While some viewers are ‘logged in’ or identifiable when streaming their favourite shows, many are not, and others share accounts. Thus, one-to-one targeting is inherently challenging.

Which is why today, we have a range of third-party research firms and technology start-ups scrambling to find new ways of tracking these cross-platform viewing behaviours.

Unsurprisingly, no one firm has got it completely figured out, but there are a number that are close and shedding all important light on the opportunities that exist.

The audiences are there – and so are the tools

While measurement is often cited as a reason to delay moving forward with CTV, here’s one thing that all companies and researchers agree on – audiences are shifting.

The numbers are undeniable. Ofcom data shows that only 32% of time spent with video content by 16–34-year-olds in 2021 came from broadcast TV. What’s more is this is down from 50% in 2017, so the momentum of travel has been quite dramatic.

The good news is there is scale in CTV that can help offset this decline in traditional content viewing, as long as marketers appreciate that viewers don’t actually care about the platforms by which they view.

Addressable TV only realises its potential when we as an industry buy agnostically. Buyers must monitor the viewing behaviour everywhere, with all the tools at their disposal, and be willing to place ads on the TV screen in front of quality content at the viewers convenience.

Fragmented viewership should dictate buying strategies, not complex buying mechanisms, or a preferred choice of DSP.
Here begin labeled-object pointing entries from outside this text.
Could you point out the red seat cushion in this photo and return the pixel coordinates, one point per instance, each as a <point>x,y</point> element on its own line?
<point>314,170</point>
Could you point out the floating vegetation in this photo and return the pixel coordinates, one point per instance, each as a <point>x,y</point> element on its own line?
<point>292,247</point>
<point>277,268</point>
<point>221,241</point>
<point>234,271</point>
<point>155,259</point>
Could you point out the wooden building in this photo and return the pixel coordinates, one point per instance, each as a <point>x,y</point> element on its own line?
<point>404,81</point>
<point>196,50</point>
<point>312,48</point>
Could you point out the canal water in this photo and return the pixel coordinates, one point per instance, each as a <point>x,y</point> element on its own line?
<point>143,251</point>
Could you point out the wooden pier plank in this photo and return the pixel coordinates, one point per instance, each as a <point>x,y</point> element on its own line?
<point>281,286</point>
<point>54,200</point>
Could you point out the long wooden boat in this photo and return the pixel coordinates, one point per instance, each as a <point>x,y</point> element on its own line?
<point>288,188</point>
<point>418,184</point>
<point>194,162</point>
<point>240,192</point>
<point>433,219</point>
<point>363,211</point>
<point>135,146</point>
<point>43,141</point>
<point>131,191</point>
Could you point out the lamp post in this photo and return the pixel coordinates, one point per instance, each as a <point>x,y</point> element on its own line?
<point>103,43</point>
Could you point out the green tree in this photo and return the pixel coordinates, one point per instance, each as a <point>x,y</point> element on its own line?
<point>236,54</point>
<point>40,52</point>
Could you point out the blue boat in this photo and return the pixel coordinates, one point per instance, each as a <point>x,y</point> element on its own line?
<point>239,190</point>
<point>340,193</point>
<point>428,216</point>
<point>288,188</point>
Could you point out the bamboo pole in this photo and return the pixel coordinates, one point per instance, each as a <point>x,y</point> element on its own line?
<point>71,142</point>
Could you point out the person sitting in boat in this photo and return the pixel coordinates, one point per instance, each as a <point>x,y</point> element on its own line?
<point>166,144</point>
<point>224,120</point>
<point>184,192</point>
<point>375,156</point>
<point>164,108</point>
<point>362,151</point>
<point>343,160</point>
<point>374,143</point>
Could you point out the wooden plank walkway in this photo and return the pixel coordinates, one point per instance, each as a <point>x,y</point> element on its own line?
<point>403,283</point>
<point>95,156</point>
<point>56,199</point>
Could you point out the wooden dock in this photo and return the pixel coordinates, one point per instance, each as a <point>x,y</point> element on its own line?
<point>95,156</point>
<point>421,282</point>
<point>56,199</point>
In almost all instances, being beholden to limited point solutions can become a limiting factor, severely constraining both audience and quality.

This means finding ways to pull together broadcasters, new CTV suppliers and other tech platforms, like YouTube, as long as the due diligence is done around the standard of the content.

The marketers that move forward with a cross-platform strategy, utilising all the advanced tools at their disposal, will be far ahead of the curve as more targeting options emerge, and even more sophisticated creativity arrives.

Developing these muscles and this expertise today will have a huge payoff.


James Cornish is vice president, international sales at Vevo.